Cabramurra was the third-highest permanently inhabited town on the Australian continent, situated at 1, 488 metres (4, 882 ft) in the western Snowy Mountains of the Great Dividing Range, in the state of New South Wales.
Cabramurra was the third-highest permanently inhabited town on the Australian continent, situated at 1,488 metres (4,882 ft) in the western Snowy Mountains of the Great Dividing Range, in the state of New South Wales. It is 82 metres (269 ft) lower than Dinner Plain in Victoria, and 272 metres (892 ft) lower than Charlotte Pass Village in New South Wales. The last residents are scheduled to leave the town in January 2018 with the current workforce housed being replaced with drive-in/drive-out staff. The name Cabramurra may be derived from Wiradjuri gambirra marra ("crooked hand").
History
Cabramurra was established in 1954 using prefabricated houses, as part of the Snowy Mountains Scheme and associated Snowy Mountains Hydro-Electric Scheme. An earlier surveying camp had been established there in 1951. The town was moved some 500m and 20m vertically to a more sheltered position, its current site, in 1974, leaving the original site as the lookout. The original houses were either demolished or relocated to Talbingo, Adaminaby and Jindabyne. The new houses were built with Besser blocks to a design specifically tailored to the environment. Long steep roofs allow snow to slide off, and the interiors are designed around a central heater (originally fuelled by oil) which warms all rooms in the house either directly or indirectly (chimney passes between upstairs bedrooms). All power and phone lines are routed underground.

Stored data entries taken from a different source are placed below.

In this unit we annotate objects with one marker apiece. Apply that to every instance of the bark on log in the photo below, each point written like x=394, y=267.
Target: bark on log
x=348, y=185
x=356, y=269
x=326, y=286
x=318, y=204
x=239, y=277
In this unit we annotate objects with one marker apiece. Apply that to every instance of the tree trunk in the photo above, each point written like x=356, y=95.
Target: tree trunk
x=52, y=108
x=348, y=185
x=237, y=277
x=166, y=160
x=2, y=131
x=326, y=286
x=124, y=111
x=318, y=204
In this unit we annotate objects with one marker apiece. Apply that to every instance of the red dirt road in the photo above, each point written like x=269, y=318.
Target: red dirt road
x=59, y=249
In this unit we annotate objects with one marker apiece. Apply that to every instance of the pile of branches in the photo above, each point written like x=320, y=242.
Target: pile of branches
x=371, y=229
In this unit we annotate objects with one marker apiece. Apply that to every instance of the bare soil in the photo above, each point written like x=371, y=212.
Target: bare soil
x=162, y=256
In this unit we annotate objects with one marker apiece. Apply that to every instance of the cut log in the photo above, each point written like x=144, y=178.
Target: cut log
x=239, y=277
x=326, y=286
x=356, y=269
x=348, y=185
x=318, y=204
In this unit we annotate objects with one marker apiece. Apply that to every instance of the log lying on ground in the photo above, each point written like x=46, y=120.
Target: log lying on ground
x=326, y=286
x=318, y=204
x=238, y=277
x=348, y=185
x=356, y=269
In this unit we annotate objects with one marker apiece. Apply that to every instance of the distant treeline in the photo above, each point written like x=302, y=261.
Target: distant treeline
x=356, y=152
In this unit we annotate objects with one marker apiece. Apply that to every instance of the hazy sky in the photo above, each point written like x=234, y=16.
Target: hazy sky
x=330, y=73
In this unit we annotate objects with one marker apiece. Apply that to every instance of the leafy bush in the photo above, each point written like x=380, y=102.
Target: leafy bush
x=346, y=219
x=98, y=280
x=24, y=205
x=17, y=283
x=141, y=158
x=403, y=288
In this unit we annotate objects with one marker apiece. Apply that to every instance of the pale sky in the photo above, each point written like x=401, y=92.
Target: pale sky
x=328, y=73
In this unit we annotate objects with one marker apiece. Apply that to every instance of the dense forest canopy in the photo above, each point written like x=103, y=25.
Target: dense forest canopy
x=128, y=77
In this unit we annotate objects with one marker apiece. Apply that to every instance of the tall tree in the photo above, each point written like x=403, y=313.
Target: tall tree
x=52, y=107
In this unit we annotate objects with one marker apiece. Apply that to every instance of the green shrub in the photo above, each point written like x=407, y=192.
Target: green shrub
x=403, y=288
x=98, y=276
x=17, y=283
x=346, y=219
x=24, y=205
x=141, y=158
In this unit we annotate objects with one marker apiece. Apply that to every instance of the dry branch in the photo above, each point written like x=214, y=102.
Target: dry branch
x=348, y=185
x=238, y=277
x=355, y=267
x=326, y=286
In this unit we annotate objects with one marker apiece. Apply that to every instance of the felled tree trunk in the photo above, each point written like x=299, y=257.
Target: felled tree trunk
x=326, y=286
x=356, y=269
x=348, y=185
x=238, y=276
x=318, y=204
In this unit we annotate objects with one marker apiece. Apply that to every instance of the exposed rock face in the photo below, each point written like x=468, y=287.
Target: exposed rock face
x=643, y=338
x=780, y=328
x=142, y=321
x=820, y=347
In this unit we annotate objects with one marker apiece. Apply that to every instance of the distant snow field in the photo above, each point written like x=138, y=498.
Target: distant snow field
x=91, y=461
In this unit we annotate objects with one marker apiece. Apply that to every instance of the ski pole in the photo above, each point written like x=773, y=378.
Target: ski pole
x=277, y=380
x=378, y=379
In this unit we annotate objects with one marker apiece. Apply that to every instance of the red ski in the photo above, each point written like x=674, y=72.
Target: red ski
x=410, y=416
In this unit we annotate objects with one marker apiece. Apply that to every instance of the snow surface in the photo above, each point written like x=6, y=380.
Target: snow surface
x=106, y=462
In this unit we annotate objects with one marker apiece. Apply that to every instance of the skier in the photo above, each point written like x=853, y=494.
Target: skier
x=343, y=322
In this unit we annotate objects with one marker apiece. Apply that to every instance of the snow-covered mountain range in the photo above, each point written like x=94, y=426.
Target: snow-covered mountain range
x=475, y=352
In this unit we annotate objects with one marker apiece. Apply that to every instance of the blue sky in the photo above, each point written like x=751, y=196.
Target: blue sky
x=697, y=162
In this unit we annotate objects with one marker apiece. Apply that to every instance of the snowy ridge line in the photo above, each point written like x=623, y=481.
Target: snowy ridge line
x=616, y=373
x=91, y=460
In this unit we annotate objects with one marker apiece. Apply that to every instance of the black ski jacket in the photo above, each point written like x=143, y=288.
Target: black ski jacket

In early January 2020 the town was damaged by fire during the 2019–20 Australian bushfire season. In the town itself a "significant number" of houses and buildings were lost, plus the school and old ski club.
Weather
Cabramurra has a subalpine climate (IBRA 1,400–1,800 m) with cool summers and cold, very snowy winters. In terms of precipitation, Cabramurra is a very wet climate during the cooler months, but still retains significant sunshine hours due to its summer dry-season. Under the Köppen classification, the town has a cold oceanic climate (Cfb).
Owing to the town's position, perched over the western escarpment of the ranges, temperature inversion does not occur as the coldest air drains into the valleys and plains; thereby giving Cabramurra much warmer minimum temperatures than surrounding areas of its altitude and latitude, such as nearby Kiandra. Instead of radiational cooling, Cabramurra receives its coldest temperatures solely via cold-pooling (caused by its persistent winter snowpack). The town is usually snow-bound from June to September, as it lay well above the snow line. Cabramurra receives an average of 53.2 snowy days annually.